Bilinear interpolation essentially will find any point on that line between startpos and endpos using an interp factor of T or as Mr. Wizard was using it, a time factor. But it is still a basic interpolation between A and B.
Graphics cards use this same type of function to filter pixels and create the blotches of color instead of texels as big as your fist when you get close to them. They bilinear interpolate component wise on the horizontal and vertical to achieve the final outcome.
What Shakti posted is basically what you must use if you do not know the endpoint of the line. Like if you want to fire a bullet from point A at point B in 2D you would subtract the x and y components, normalize them, and use those normalized values as your xincrement and yincrement. To interpolate along these
then you would use xincrement and yincrement in a bilinear interpolation to find where a point is a time T or you can integrate over time using xincrement and yincrement to achieve a smooth movement from startpos to endpos.
However since a bilinear interpolation could be quite slow you can also simply find the slope of the line and use that as the T factor in the parametric form of the line.

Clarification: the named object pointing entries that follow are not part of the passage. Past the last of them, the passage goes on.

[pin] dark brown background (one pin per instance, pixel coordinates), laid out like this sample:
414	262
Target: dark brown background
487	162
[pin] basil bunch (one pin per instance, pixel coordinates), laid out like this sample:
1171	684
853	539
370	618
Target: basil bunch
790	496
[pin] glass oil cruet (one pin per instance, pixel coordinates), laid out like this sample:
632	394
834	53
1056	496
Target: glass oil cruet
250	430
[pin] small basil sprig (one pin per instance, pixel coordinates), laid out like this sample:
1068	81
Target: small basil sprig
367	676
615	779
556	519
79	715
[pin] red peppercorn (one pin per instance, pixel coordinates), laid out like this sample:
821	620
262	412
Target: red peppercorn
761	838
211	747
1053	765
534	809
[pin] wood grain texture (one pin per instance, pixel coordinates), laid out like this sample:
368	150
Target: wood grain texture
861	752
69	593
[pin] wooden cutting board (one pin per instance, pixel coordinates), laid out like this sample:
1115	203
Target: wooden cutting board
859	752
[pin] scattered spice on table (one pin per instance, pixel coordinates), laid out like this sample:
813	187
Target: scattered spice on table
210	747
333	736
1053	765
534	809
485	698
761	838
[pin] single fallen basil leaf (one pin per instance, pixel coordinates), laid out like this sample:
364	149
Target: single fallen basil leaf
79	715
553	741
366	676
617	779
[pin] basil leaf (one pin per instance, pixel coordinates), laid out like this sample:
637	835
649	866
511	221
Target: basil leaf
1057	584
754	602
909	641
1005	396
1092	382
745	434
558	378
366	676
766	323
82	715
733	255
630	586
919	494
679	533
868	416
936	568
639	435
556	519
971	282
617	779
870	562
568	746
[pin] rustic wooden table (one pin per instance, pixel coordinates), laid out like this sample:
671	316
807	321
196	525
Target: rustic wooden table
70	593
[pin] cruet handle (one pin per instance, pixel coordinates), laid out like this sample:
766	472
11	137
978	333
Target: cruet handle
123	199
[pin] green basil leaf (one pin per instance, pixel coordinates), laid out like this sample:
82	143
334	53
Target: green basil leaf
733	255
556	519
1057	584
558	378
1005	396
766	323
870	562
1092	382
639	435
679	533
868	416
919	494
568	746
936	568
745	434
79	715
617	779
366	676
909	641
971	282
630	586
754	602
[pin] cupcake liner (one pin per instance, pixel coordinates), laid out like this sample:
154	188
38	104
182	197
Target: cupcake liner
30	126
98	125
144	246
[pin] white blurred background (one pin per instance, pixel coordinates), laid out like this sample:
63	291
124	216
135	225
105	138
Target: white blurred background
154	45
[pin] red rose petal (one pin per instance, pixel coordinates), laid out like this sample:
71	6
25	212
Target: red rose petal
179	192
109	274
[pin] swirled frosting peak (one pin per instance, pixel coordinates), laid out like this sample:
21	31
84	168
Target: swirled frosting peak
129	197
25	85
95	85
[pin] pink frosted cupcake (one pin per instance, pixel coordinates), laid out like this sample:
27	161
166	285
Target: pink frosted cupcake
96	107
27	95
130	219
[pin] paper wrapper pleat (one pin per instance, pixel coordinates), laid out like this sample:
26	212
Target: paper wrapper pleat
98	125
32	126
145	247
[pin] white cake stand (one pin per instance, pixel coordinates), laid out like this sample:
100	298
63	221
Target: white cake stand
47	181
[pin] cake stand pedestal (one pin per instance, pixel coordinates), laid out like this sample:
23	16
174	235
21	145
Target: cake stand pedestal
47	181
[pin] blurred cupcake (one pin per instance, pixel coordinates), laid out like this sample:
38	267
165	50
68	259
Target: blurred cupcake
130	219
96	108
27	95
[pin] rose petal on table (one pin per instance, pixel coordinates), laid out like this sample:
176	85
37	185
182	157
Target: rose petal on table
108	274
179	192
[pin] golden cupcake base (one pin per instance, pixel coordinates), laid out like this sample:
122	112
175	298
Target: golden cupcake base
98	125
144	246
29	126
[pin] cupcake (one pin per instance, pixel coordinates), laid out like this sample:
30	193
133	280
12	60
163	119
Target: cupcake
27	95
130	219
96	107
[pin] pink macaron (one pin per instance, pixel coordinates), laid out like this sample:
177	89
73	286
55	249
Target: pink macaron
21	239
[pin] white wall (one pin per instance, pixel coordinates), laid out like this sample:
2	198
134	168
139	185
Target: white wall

Last edited by VirtualAce; 12-02-2005 at 04:03 PM.
thanks for the replies, i had a question about what mr wizard said:
is that supposed to be read as:Code:point2d newPos = startPos + (endPos - startPos) * t;
i realize that Bubba tried to explain, but ive never done bilinear interpolation so im kinda lost.Code:int newPos.x = startPos.x + (endPos.x - startPos.x) * t; int newPos.y = startPos.y + (endPos.y - startPos.y) * t;
nevermind, i just read through his post again and understood it.